If e_v =-e_r and the sum of the resistances R₃ and R₄ equals the sum of the resistances R₇ and R₈, the resulting current in the operational amplifier A₁ will equal 0 and the output signal from the control amplifier A₁ is determined by R₅ and the adjustment of the potentiometer P₂. In the braking moment E_r and E_v have the same amount. If after some msec. the tachometer signal has an amount slightly greater than the integrated speed value, a positive difference integration voltage will appear on the PI-amplifier A₁ (Proportional Integral). This causes the output voltage e_E to decrease (compare FIG. 3a) which means that an increasing number of shower pulses (compare FIG. 3c) is obtained on the control of the thyristor T_h which is series-connected to the motor winding L of the driving motor. An increase of the control pulses to the thyristor yields an increased braking current to the motor winding L and accordingly an increased retardation.

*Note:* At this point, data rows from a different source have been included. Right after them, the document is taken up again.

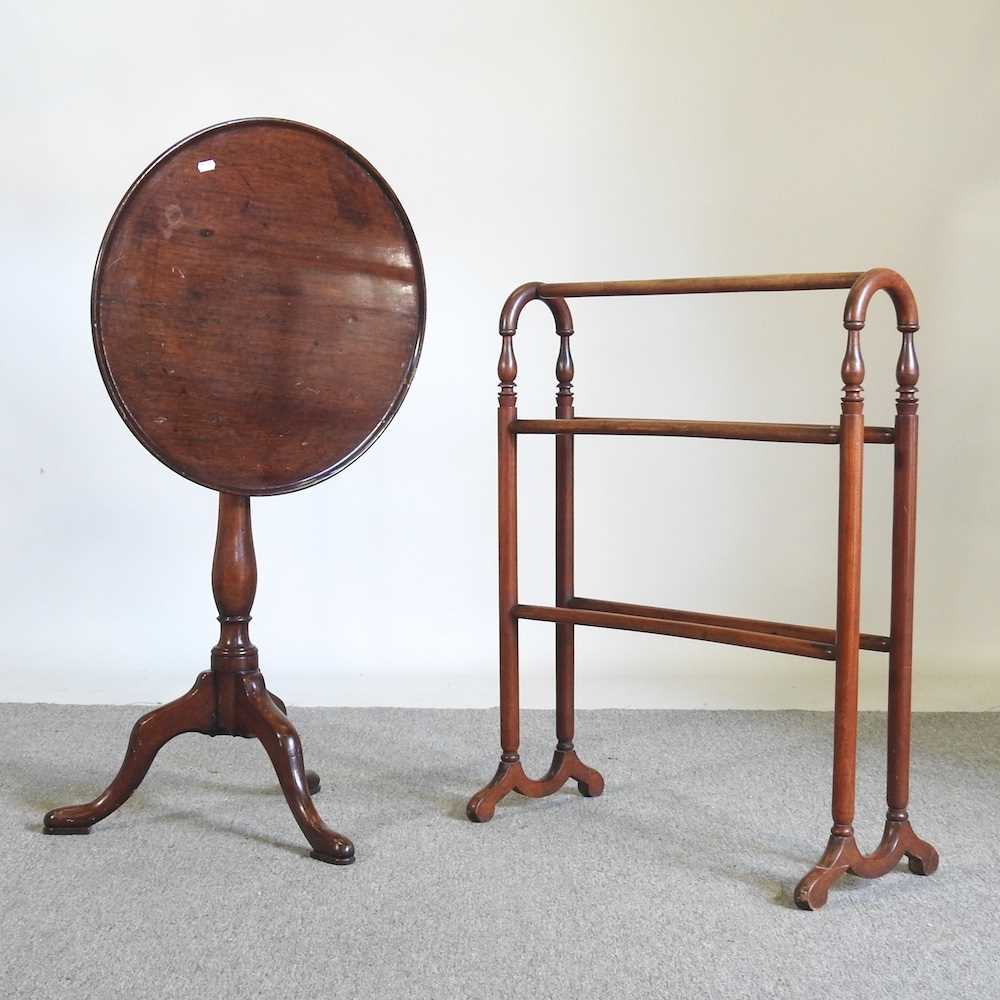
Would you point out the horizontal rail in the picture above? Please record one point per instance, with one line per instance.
(685, 629)
(697, 286)
(875, 643)
(736, 431)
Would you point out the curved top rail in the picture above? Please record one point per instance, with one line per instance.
(863, 286)
(880, 279)
(695, 286)
(524, 294)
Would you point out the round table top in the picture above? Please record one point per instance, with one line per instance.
(258, 306)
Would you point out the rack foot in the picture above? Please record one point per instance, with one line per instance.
(510, 777)
(843, 856)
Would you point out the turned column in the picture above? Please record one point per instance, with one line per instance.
(507, 506)
(845, 724)
(904, 515)
(565, 653)
(234, 584)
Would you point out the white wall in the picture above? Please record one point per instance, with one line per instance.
(548, 141)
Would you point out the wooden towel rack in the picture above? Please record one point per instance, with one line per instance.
(840, 643)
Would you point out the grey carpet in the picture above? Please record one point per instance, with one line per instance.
(677, 883)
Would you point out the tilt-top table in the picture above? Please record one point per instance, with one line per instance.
(841, 643)
(258, 310)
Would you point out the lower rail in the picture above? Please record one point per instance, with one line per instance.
(796, 640)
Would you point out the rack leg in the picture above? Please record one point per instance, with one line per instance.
(842, 853)
(565, 766)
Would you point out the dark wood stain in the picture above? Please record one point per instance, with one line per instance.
(256, 343)
(841, 643)
(257, 324)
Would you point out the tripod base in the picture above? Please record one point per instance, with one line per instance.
(221, 703)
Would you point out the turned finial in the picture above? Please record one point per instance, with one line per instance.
(564, 369)
(852, 371)
(507, 371)
(907, 373)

An excessive retardation, on the other hand, yields a negative input signal to amplifier A₁ which causes the braking current to the motor winding L to decrease. In the above described way the retardation is kept closely constant irrespective of the load of the lift. In certain types of lift machineries, due to the load-rated output of the drive motor, the D.C. braking is not sufficient in connection with heavier load. According to the invention, this problem is solved by means of comparing amplifier A₂ one input of which is connected to the output of the control amplifier A₁ where the other input is connected to a voltage level given by a potentiometer P₄ corresponding to the available maximum D.C. braking effect. Thus, the desired retardation curve can be obtained by simultaneous mechanical and electrodynamic braking. The operation of the mechanical brake is performed by activating switch S₁.

When the lift approaches the stop plane in a time process which is ideal according to FIG. 2a, the thyristor is preferably blocked when a predetermined low speed has been achieved which is determined by the comparing amplifier A₄ the output of which is connected via a diode D₄ and a resistance R₁0 to the output of the saw tooth generator 4. The one input of A₄ is connected to the tachogenerator while the other one is connected to a voltage device R₁1, R₁2. When A₄ reverses, the motor is switched off via switch S₂ whereby also the input signal on A₃ is caused to cease. The locking of the lift is performed at a distance of 5 mm from the stop plane provided that a low value e_s is detected by the comparing amplifier A₅, one input of which is connected to the output of the integrator 2 and the other input of which is connected to a voltage divider R₁3, R₁4. The output signal from said voltage divider determines the locking point. When comparator A₅ is reversed, switch S₃ is activated to operate the locking brake.

Claims

1. Operational control system for electrodynamic braking of lift and elevator machinery, said machinery comprising a one-speed A.C. asynchronous motor of the short-circuit type equipped with a mechanical brake, characterized by means for sensing the speed of the lift, a D.C. source for feeding the field windings of the A.C. asynchronous motor to produce a rectified magnetic braking flow through the rotor of the said asynchronous motor to produce electrodynamic braking, and integrating means for integrating the output signal from the member sensing the number of rotations to generate a reference signal for the retardation distance, and converting means having a root-extracting function to linearize the reference signal for the retardation distance, first comparator means for comparing the output signal indicating the number of revolutions with the linearized signal for the retardation distance to produce a fault signal for controlling an electric control signal for said D.C. direct current source, second comparator means for comparing the fault signal with a reference level corresponding to the available maximum electrodynamic braking to produce a signal for activating existing mechanical brake in said machinery.

2. Operational control system as claimed in claim 1, characterized in that the speed sensing member is a tachometer connected to the shaft of the lift driving motor.